Anonymous Anonymous said...

As a black chic, from parents from the West Indies, your accounts are interesting but expected.

Cultural identity is a complicated issue in the islands.

3:32 PM  
Blogger wayne&wax said...

no doubt on that last count, though we might say that cultural identity is a complicated issue anywhere. "the islands" have long been a place of many cultural intersections, though we find such plurality and hybridity nearly everywhere now.

what did you expect?

8:09 AM  
Anonymous Anonymous said...

Hi, I posted the earlier comment about cultural identity. Unfortunately I expected there to be issues with complexion, hair texture etc.... The 'racial hierarchy' is a slippery slope.

I am currenty writing a paper about my experiences growing up in a family that is so 'complexion' and hair texture conscious'.... and the larger implications.

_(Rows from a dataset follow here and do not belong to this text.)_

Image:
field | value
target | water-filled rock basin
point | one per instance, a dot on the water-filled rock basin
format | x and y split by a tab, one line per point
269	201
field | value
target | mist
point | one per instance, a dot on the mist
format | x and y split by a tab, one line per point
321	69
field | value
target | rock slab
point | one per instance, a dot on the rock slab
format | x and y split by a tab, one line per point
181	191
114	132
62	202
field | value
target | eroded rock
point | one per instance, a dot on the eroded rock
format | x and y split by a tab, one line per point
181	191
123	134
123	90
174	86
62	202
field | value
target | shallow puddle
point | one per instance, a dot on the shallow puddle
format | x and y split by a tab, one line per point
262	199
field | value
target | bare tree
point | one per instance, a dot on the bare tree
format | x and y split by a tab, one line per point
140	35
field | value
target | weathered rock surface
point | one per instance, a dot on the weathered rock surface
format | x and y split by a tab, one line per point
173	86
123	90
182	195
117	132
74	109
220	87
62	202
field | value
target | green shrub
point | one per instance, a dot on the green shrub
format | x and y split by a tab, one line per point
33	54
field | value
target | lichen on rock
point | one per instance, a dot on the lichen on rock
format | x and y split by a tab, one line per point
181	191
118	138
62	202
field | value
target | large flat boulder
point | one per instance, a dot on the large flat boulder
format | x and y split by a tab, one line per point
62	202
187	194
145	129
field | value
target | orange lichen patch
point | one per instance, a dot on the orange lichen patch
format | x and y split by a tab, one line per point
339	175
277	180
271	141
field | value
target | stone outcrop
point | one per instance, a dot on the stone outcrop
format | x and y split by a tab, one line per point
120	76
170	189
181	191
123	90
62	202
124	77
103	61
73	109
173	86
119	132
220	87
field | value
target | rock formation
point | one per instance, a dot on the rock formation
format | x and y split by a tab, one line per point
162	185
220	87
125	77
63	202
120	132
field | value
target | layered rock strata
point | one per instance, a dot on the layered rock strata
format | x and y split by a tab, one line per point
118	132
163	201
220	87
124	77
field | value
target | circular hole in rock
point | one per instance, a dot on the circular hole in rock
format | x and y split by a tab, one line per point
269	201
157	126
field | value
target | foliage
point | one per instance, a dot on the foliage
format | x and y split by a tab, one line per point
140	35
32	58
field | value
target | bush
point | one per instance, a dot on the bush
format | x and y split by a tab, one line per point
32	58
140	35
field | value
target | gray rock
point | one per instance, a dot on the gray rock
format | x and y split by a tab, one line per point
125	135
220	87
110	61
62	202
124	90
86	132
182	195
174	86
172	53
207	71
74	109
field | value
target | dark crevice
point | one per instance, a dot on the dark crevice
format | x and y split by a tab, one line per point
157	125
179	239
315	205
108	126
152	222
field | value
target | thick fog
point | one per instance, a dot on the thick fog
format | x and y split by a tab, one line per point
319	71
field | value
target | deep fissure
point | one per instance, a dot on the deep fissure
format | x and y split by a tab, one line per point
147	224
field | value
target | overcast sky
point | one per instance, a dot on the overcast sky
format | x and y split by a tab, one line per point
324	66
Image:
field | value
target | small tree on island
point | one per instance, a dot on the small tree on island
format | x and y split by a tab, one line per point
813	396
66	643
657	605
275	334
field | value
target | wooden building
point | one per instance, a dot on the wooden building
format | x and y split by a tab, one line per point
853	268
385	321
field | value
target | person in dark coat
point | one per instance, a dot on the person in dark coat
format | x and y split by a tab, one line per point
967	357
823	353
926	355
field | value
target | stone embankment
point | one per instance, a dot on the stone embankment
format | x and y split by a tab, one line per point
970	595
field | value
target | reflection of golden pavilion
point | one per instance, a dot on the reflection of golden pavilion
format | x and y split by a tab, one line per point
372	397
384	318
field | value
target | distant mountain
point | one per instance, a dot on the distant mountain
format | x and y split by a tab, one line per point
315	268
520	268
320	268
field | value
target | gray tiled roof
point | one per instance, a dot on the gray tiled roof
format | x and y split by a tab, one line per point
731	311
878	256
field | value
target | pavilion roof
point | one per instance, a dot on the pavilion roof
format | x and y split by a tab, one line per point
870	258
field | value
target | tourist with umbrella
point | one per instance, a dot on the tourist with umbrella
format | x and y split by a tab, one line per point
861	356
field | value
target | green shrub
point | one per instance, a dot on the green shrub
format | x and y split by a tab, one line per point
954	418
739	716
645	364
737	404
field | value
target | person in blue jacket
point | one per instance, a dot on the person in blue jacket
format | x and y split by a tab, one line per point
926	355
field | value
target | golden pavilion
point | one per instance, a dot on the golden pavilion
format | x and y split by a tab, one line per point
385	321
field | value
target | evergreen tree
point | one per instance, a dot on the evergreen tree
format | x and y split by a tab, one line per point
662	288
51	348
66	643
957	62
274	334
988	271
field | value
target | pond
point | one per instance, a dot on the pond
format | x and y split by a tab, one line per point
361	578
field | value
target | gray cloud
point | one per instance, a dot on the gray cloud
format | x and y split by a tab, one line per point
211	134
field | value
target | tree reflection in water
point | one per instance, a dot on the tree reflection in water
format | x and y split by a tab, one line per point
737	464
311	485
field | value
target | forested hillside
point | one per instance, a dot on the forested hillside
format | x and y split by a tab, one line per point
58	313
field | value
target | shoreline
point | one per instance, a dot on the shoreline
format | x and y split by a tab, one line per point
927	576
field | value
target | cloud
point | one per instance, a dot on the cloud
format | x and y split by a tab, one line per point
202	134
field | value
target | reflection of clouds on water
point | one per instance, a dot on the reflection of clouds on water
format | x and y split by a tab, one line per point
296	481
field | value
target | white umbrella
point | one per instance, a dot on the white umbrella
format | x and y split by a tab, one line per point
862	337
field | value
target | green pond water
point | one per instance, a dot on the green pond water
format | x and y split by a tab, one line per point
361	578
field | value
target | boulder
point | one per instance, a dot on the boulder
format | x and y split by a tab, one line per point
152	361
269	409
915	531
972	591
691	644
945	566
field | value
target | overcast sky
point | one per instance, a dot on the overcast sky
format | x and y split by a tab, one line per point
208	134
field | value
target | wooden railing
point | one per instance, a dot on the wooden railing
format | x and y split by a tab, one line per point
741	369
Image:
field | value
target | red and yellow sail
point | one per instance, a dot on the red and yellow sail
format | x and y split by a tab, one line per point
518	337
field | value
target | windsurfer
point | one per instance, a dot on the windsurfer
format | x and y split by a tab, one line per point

Skin bleaching is of specfic interest to me.

2:54 PM  
Anonymous nated28542@yahoo.com said...

Hey, I just happened upon your blog searching "dark fade haircut white" on google images. It's a small world, I'm from Cambridge, too (porter sq.) living in San Diego now. I know this post is over 6 years old, but if you still check this, I hope you're still having a good time living in Jamaica.
You're right about Cambridge public schools; I went to Peabody and we had A LOT of cross-cultural curriculum, but I wouldn't trade it for the world!